Leio no Diário de Notícias que o PCP vai lançar uma campanha para que Portugal saia do euro. A ideia é suficientemente importante para que lhe dediquemos umas linhas.
A saída do euro teria de ser feita de surpresa, digamos de um domingo para uma segunda-feira. Isto para evitar corridas à banca, com as pessoas a quererem retirar os euros que lá têm para os guardar em casa, assim evitando os efeitos que a desvalorização do novo escudo (chamemos-lhe assim) teria nas suas poupanças. E nenhum banco do mundo aguenta se todos os clientes lhe pedirem o dinheiro que lá têm depositado, ao mesmo tempo. Portanto, para não haver falências em cadeia de bancos, o novo escudo teria de ser introduzido a um fim-de-semana, e sem aviso prévio.
Passando este “detalhe” técnico, passemos às consequências sobre a economia real. O novo escudo desvalorizaria de imediato contra o euro: digamos, por exemplo, 30%. As nossas importações ficariam mais caras, por exemplo com o preço dos combustíveis a disparar em igual medida. Todavia, não no caso dos combustíveis, porque não produzimos petróleo, mas outras empresas nacionais poderiam beneficiar no (pequeno) mercado interno de os seus concorrentes importados terem ficado mais caros.

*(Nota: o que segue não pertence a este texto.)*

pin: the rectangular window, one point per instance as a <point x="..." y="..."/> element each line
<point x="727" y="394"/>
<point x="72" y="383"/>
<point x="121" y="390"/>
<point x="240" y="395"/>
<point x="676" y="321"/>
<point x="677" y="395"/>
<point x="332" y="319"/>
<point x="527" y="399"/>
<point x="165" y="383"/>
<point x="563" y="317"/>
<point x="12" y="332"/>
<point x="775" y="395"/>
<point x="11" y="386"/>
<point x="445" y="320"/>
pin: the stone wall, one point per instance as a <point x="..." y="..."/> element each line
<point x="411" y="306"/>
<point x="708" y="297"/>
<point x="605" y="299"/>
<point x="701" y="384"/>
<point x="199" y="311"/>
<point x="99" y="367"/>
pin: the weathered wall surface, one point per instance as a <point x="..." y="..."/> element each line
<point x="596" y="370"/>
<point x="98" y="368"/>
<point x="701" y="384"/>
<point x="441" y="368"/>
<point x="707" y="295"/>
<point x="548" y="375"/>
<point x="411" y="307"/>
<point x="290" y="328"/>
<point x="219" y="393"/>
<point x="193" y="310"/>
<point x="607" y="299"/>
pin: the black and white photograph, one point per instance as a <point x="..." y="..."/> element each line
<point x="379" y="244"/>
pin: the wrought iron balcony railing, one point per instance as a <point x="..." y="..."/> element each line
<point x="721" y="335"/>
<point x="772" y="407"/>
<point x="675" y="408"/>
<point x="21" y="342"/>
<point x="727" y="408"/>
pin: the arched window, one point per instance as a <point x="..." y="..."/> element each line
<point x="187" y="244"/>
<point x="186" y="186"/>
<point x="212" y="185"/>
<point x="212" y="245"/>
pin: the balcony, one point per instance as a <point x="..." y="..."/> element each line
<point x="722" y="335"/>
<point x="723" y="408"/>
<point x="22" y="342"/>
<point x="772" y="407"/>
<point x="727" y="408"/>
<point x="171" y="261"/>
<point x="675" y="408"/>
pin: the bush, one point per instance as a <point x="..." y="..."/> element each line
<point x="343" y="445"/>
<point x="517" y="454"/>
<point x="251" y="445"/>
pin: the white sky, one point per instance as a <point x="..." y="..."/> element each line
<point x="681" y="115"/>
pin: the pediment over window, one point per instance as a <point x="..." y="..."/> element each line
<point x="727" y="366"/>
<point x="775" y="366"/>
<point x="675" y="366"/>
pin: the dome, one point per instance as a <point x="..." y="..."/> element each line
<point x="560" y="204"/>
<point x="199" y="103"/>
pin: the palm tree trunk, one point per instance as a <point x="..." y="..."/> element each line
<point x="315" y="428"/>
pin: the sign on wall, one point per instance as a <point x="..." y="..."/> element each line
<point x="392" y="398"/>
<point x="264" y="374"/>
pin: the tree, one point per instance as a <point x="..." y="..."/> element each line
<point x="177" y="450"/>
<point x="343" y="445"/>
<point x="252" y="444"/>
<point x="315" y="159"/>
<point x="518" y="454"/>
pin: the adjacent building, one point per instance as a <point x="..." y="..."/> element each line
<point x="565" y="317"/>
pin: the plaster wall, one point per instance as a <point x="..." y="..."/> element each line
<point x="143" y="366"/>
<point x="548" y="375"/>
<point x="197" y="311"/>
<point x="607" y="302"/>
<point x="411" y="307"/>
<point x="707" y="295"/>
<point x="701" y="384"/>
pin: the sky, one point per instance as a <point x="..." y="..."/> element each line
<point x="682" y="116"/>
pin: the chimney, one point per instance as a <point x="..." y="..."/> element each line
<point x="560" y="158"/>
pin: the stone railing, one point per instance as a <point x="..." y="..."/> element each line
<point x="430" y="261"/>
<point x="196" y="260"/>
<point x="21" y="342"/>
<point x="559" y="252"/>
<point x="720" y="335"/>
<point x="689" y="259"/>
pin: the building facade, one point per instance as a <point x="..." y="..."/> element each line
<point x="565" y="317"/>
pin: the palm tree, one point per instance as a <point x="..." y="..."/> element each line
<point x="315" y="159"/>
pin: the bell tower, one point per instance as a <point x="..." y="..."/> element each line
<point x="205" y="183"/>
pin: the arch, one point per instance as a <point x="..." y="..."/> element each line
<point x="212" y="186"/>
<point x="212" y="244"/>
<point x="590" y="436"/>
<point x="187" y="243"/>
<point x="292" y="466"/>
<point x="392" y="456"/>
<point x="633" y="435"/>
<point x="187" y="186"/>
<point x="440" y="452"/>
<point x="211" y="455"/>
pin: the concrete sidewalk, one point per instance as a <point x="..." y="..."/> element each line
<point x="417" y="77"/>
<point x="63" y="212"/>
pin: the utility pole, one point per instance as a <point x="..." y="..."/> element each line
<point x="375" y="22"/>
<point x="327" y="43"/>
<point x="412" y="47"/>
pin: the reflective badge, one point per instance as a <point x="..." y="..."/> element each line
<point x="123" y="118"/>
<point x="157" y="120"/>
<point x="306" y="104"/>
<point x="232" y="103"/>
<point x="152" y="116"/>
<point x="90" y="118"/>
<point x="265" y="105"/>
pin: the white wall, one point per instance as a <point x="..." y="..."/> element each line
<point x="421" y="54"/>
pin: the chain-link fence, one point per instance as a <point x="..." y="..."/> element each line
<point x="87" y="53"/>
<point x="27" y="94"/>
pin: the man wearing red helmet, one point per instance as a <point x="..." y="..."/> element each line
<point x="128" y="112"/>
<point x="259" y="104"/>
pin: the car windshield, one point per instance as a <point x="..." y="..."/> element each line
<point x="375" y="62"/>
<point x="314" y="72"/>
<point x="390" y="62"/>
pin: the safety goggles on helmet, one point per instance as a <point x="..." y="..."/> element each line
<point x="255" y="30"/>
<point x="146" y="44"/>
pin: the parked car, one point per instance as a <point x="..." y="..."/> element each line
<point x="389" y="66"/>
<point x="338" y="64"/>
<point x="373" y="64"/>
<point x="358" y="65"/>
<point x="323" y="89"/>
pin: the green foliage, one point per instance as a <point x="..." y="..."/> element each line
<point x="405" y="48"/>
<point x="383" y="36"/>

Quanto às nossas exportações, ficariam mais baratas, o que beneficiaria algumas das nossas empresas. Porquê só algumas, e não todas? Porque podemos dividir as empresas em dois tipos: as “price-takers”, que vendem ao preço que os clientes lhes impõem, e as “price-makers”, que podem fixar os seus próprios preços. Para as price-takers a desvalorização não traria qualquer vantagem de competitividade: passariam a produzir exatamente o mesmo, sendo pagas numa moeda mais fraca (embora tendo alguns custos mais baixos, mas não os combustíveis ou a eletricidade). Já as price-makers teriam vantagens na desvalorização, por poderem vender mais unidades a um preço mais baixo, mas, infelizmente, não há muitas em Portugal (costumam ser empresas grandes, como a Autoeuropa).
E aqui chegamos ao elefante no meio da sala: a dívida. Com a desvalorização do novo escudo, as nossas dívidas, públicas e privadas (a hipoteca da sua casa ou o crédito do seu automóvel, por exemplo) que são quase todas em euros, disparariam de valor, e as taxas de juro cobradas disparariam em flecha. Como não teríamos dinheiro para pagar, seria necessário imediatamente pedir à troika um novo resgate, com todos os sacrifícios que nos seriam novamente impostos. Mas a proposta do PCP prevê a nacionalização total da banca, possivelmente sem indemnizações, como em 1975. Seria muito difícil, se não impossível, conciliar posições. A troika não tem particular apreço por empresas nacionalizadas, sobretudo na banca.
Talvez a longo prazo a desvalorização trouxesse alguns ganhos de competitividade à economia portuguesa. Mas até lá teríamos de trilhar o caminho das pedras, muito possivelmente com mais sacrifícios do que aqueles de que nos livrámos agora, e que não estão totalmente acabados (a taxa de desemprego nos 11% é um exemplo). A estratégia que estamos a tentar seguir agora (produzir bens que possam ser vendidos no mercado internacional, cada vez mais caros e complexos, com maior valor acrescentado, isto no seio de uma moeda forte) também é difícil, mas traz resultados mais sólidos do que uma desvalorização, com o nosso empobrecimento coletivo que provocaria, nos proporcionaria.
Algumas vantagens a longo prazo, incertas (mesmo com a situação estabilizada, as taxas de juro que nos cobrariam seriam bem mais elevadas do que aquelas que pagamos no seio da zona-euro). Como disse Keynes, “a longo prazo estamos todos mortos”. E não admira que esta campanha venha a ser lançada pelo PCP, que quer destruir os nossos laços com o resto da Europa, e para quem “quanto pior, melhor”.
Como a campanha do PCP vai durar todo o primeiro semestre de 2017, é natural que eu volte a escrever sobre este tema. Mas tranquilize-se: nenhum governo no seu perfeito juízo tomará esta medida.